For many people living in Miami, seeking to obtain legal residency in the United States, the chosen path is via a green card. Unfortunately, as we have discussed in previous posts, the length of time it takes to secure a green card is quite long. This means that in some situations where young people have sought to immigrate under green card applications submitted by their parents, upon turning 21, the children lost their priority date. Those individuals then needed to reapply for green cards independently which effectively sent them to the back of the line.
As you can imagine, many have taken issue with this process and the matter was taken to the courts to work through. Earlier this week, the 9th Circuit Court of Appeals issued a ruling on the matter. It determined that the aging out of children upon turning 21 by the United States Citizen and Immigration Services was not correct.

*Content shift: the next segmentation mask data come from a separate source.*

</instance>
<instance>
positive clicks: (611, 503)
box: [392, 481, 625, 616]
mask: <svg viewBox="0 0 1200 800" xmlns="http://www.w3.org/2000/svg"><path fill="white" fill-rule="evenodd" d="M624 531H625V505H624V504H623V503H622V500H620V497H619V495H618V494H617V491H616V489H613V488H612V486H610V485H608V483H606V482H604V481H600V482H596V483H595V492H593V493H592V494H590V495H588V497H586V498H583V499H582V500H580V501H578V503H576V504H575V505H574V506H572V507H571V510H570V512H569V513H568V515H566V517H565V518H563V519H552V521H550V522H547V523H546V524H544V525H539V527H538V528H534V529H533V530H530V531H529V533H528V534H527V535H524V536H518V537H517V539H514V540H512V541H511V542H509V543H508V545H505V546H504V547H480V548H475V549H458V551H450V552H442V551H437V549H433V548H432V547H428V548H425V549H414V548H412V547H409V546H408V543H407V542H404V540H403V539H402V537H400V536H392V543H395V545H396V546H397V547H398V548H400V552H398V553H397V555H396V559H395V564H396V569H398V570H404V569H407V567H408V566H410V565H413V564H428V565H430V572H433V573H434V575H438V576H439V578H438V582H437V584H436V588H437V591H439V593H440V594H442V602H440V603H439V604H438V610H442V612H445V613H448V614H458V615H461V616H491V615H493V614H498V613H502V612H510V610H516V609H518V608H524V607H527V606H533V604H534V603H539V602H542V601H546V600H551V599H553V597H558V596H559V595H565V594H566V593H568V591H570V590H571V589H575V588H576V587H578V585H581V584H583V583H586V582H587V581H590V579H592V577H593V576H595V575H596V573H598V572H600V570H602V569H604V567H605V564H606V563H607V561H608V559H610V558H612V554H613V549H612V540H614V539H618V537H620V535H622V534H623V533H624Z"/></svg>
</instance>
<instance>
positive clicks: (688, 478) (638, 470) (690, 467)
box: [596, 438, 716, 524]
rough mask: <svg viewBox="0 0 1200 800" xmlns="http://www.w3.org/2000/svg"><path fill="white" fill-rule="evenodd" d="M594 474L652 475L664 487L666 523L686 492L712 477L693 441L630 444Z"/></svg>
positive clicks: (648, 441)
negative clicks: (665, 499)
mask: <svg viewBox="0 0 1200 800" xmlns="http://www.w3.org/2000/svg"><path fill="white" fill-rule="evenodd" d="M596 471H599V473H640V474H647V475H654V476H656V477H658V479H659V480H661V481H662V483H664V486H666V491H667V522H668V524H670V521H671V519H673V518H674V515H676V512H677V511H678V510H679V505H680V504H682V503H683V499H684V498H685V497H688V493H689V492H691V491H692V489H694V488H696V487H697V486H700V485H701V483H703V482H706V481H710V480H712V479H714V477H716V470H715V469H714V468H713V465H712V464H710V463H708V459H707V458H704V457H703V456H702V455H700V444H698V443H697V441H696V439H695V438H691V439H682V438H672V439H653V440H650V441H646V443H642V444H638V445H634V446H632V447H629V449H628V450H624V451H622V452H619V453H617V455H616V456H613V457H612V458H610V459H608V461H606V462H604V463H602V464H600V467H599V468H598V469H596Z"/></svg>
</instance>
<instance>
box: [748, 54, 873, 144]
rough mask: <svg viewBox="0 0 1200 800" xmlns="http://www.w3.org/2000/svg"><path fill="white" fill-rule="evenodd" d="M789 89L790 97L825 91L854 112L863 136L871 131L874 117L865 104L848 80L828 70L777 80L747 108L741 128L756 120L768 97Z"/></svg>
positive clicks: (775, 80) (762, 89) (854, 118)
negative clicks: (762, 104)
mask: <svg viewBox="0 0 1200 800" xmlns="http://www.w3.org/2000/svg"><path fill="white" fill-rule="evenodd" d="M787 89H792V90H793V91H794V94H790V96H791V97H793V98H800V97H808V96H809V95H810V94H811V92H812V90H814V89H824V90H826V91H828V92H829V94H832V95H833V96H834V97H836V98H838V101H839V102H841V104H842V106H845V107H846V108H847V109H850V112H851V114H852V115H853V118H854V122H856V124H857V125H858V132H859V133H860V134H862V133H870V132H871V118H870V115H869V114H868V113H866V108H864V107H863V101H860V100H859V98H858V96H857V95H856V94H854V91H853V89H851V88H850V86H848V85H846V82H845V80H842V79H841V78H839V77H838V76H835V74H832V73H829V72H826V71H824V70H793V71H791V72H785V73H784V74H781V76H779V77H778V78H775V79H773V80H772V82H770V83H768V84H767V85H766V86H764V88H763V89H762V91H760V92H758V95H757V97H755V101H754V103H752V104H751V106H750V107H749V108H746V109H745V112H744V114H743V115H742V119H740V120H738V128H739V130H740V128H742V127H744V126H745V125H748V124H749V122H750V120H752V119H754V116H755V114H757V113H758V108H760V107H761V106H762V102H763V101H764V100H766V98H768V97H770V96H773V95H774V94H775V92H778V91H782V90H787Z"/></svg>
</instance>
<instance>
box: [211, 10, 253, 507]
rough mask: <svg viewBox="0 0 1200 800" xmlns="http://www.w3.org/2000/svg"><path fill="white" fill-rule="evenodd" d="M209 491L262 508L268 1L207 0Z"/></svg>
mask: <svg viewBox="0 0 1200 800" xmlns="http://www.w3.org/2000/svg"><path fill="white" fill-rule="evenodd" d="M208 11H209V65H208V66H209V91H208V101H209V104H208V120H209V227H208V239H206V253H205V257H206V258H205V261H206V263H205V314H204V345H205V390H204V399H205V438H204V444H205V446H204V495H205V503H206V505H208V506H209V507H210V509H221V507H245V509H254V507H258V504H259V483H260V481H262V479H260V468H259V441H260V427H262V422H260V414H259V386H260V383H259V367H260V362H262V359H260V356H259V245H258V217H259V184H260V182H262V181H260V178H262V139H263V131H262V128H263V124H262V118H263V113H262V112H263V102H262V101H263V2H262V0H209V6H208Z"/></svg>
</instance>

In support of its decision, it determined that the Child Status Protection Act that was passed in 2002 intended to assist young people in this situation. More specifically, the court found that the act "unambiguously grants automatic conversion and priority date retention to aged-out derivative beneficiaries."
As a result of the courts' 6-5 decision, the original green card application date for those who have turned 21 while waiting for their parent's application to be approved, will be used, not the much later date that came into being when they were forced to reapply.
Green cards are only one way in which a person from another country can seek legal residency in the U.S. Immigration attorneys can help identify other options for those interested.